Chapter 1
I remembered last night
Unbidden, an image
Flashing
Unwelcome, but needed.
The image must flash in your mind as it does in mine
From where you knelt on the cold linoleum
Voice cold, hands cold,
Dying flesh.
It didn’t hurt.
Didn’t hurt until they took their searing,
Burned the shape in like still lips
Brand me.
It didn’t hurt— I remember
The peer of my flesh, bloodless,
Like rows of little white teeth.
I thought nothing.
Then, the scarlet
Like ruby, like pomegranate, the handle, the text
— no.
Just red.
Red everywhere.
How many months has it been,
And why did I tell you?
It screams from the streetlights, the cafés, my ribcage,
And calling back to
What?
A mistake, a slip
of silver.
There is terror in my skin.
Cold skin you touch, limp fish’s skin.
You are distant. I am awash
In the whips of the silver sand, hidden
In a quiet nook
I’ve familiarized with me.
The terror of hiding, the terror of emerging,
The terror
Of the palm of your hand
And the taste of coffee
And my silver skin.
She bought me coffee
With a splash of milk and candor
And a gentle push towards the book.
Iron hands
Wrapped my shoulders, pushed
My head down, eyes weak. (It didn’t hurt.)
Now, I blink
Wondering what has become
Of the amusement we once shared
In our hollows.
Your voice was cold, and
Harsh, biting
Palm slapped steering wheel
Desperate, desperate:
WHY DID YOU DO IT?
— I taste coffee.
There are things I cannot address, and I apologize;
But I know the value of short sleeves and the price they demand.
Last night, I remembered
Sudden, soft:
This is not the Whiskey Rebellion.
I’m no Revolutionary.
This is just whiskey, and the places where
It burns in my nails are searing.
I’d scrub it out
And scoop my stomach
If I thought it meant
I’d be rid of the cold.
But my mouth and hands are all stained silver, and I am left
With sand rushing past me
And the coldness of your voice
Remaining.
How may I break it to you kindly that I only see myself in the reflection of a blade?
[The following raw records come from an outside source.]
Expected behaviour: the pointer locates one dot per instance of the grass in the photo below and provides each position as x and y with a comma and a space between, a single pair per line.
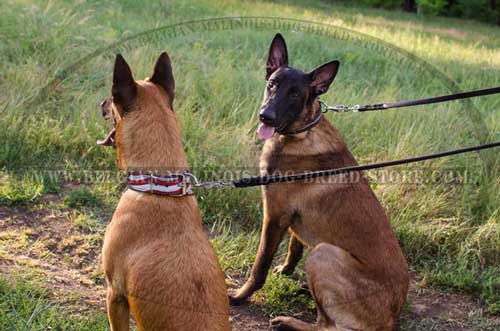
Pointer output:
24, 306
449, 231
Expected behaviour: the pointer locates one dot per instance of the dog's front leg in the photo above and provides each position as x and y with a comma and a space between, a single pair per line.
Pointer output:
272, 233
295, 250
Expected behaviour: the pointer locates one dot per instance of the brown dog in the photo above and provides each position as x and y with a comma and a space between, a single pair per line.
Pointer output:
356, 273
157, 259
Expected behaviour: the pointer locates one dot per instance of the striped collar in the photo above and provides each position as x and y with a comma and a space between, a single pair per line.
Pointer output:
177, 184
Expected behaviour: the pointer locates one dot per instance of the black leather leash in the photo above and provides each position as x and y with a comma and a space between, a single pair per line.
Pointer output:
266, 180
410, 103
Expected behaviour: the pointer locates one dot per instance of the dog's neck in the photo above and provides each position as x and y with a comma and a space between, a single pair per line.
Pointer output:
151, 141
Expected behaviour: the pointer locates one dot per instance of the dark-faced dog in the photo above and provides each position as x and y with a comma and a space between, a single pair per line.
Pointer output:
356, 272
157, 259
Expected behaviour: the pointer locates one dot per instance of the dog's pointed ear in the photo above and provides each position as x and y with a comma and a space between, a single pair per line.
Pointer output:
323, 76
278, 55
163, 76
124, 89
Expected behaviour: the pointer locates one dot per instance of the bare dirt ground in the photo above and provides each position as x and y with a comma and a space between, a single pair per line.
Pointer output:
47, 244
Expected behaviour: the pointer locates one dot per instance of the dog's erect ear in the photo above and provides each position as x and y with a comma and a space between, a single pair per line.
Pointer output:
323, 76
124, 89
163, 75
278, 55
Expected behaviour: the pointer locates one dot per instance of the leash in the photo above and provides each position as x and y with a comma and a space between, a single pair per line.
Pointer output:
410, 103
324, 107
266, 180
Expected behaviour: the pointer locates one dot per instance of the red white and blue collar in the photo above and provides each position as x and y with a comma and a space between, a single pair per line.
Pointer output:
178, 184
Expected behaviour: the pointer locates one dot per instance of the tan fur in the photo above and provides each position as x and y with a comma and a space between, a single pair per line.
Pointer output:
356, 272
157, 259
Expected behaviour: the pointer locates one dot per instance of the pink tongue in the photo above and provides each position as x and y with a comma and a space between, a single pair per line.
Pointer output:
265, 131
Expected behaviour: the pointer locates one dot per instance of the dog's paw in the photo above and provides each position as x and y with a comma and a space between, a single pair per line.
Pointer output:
283, 269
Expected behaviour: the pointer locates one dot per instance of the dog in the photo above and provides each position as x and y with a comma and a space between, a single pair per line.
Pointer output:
157, 259
356, 272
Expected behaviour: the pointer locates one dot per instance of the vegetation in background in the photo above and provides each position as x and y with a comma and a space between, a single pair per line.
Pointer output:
482, 10
25, 306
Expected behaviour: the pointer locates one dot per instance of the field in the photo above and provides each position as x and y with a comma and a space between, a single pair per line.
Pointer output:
58, 189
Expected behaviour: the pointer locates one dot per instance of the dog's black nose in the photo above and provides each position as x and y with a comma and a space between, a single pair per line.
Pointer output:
266, 116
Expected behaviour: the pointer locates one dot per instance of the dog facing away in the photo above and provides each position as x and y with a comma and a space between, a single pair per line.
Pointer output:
157, 259
356, 272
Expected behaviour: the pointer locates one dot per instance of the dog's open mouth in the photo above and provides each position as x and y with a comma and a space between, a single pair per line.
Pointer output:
265, 131
109, 140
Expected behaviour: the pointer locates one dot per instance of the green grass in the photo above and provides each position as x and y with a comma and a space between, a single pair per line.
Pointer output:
25, 306
450, 232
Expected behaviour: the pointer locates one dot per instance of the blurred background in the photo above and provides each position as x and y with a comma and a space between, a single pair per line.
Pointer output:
58, 189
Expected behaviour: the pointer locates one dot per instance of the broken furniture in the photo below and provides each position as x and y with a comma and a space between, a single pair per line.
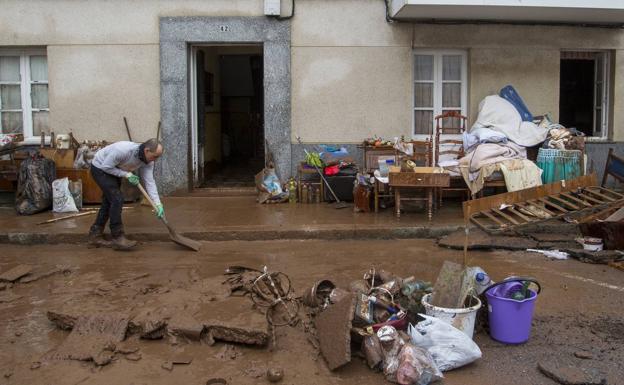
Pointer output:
307, 174
563, 198
607, 224
559, 164
372, 154
613, 167
422, 178
450, 123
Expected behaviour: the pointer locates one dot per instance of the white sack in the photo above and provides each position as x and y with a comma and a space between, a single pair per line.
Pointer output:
449, 347
63, 202
499, 115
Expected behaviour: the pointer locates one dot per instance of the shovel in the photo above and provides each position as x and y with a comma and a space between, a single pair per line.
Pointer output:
339, 203
175, 237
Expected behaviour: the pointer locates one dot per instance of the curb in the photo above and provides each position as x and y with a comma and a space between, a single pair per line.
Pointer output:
246, 235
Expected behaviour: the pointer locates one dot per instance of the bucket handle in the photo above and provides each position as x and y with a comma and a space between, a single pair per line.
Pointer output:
515, 279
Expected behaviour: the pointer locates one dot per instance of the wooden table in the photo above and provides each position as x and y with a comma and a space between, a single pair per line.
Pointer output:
429, 181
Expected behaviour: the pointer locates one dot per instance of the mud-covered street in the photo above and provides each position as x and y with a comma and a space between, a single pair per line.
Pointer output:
579, 312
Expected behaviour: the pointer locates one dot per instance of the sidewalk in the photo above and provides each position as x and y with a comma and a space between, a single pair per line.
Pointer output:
238, 218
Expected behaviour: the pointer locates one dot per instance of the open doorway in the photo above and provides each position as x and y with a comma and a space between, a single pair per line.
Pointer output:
583, 92
228, 118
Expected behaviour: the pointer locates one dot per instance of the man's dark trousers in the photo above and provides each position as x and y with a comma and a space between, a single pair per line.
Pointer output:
112, 202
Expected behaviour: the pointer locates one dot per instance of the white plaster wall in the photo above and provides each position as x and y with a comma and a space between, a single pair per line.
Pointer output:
103, 57
344, 94
93, 86
51, 22
351, 70
534, 72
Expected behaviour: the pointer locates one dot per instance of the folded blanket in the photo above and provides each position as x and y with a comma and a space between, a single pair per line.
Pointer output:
488, 153
499, 115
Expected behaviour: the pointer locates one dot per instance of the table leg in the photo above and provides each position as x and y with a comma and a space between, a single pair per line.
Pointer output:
397, 201
376, 188
430, 201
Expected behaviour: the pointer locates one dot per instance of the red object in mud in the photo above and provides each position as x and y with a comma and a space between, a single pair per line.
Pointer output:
398, 324
332, 170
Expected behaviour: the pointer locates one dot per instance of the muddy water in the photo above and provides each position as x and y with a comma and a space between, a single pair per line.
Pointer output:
579, 309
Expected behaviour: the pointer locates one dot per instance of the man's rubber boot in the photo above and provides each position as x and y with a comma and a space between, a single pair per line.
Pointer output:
123, 243
96, 238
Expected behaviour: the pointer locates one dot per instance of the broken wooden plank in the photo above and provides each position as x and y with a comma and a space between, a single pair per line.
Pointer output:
15, 273
551, 204
590, 198
493, 218
533, 206
564, 202
333, 326
506, 216
572, 197
519, 214
593, 191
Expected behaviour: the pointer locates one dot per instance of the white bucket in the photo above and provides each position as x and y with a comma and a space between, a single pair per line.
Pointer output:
462, 319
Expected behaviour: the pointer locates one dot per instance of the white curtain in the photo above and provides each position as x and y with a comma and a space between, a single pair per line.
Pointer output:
9, 69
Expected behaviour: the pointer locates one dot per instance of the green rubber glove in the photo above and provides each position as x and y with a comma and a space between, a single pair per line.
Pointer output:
160, 211
133, 179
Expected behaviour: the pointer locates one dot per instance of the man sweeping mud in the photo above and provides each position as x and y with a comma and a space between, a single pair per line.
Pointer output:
111, 164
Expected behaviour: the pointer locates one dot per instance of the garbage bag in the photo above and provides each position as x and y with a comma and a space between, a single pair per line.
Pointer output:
449, 347
391, 344
34, 185
416, 366
63, 202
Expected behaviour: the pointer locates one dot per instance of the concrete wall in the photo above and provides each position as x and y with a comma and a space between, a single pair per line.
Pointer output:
351, 70
103, 57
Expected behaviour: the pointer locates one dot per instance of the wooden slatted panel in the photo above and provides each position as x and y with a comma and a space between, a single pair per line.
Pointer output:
492, 217
508, 217
572, 197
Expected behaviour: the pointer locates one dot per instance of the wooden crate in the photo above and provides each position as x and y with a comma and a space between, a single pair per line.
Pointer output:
414, 179
61, 158
91, 192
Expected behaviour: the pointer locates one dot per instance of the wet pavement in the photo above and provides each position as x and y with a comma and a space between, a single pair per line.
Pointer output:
579, 310
238, 218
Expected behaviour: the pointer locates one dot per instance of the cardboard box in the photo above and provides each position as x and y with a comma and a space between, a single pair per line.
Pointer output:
62, 158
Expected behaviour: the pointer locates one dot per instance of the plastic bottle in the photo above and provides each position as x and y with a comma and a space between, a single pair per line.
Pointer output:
482, 281
292, 190
478, 279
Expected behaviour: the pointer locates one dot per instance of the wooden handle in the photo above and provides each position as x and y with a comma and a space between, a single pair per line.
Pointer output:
147, 196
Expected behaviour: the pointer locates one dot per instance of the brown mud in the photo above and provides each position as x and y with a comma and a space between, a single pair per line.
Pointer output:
578, 315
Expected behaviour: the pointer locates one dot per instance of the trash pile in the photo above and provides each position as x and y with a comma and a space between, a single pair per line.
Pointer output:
382, 318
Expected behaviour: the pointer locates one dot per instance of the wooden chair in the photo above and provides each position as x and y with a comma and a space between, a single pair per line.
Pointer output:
456, 126
422, 156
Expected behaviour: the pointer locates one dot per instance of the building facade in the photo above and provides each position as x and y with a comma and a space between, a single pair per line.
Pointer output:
337, 72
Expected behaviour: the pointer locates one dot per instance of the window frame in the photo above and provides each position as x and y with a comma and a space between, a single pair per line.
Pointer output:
26, 84
438, 83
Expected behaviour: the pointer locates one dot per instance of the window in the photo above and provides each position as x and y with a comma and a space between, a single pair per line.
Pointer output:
24, 92
439, 86
584, 91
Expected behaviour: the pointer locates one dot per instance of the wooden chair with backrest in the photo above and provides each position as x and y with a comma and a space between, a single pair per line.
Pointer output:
422, 155
450, 123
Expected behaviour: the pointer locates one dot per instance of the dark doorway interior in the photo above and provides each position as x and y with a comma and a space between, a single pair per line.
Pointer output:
234, 124
576, 103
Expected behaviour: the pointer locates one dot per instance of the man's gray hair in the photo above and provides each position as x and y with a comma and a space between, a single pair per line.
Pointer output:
151, 144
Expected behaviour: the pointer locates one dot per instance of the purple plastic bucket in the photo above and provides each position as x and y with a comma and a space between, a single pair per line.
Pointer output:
510, 320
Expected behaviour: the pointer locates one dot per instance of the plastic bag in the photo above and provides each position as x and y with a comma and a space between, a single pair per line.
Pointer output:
63, 200
449, 347
34, 185
391, 345
416, 366
372, 350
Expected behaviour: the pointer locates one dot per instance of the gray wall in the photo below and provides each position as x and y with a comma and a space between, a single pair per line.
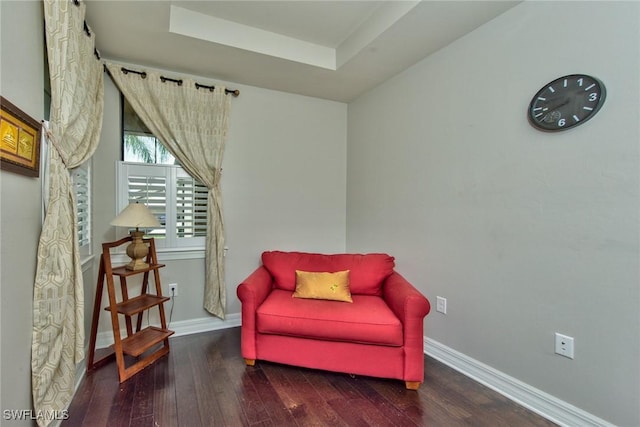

My reflection on your teeth smiles,
Opens its maw. I gaze in at it, wondering
At the marionette strings still hooked in my ribcage.
’Cause healing feels just like bleeding out, and
Why I can’t forget confounds me.
You do not.
The confusion around you swirls in
And rests at a point on your head.
Golden eyes, golden hair.
One day, your thighs will stop sprouting fingers,
And I will taste coffee without tasting blood.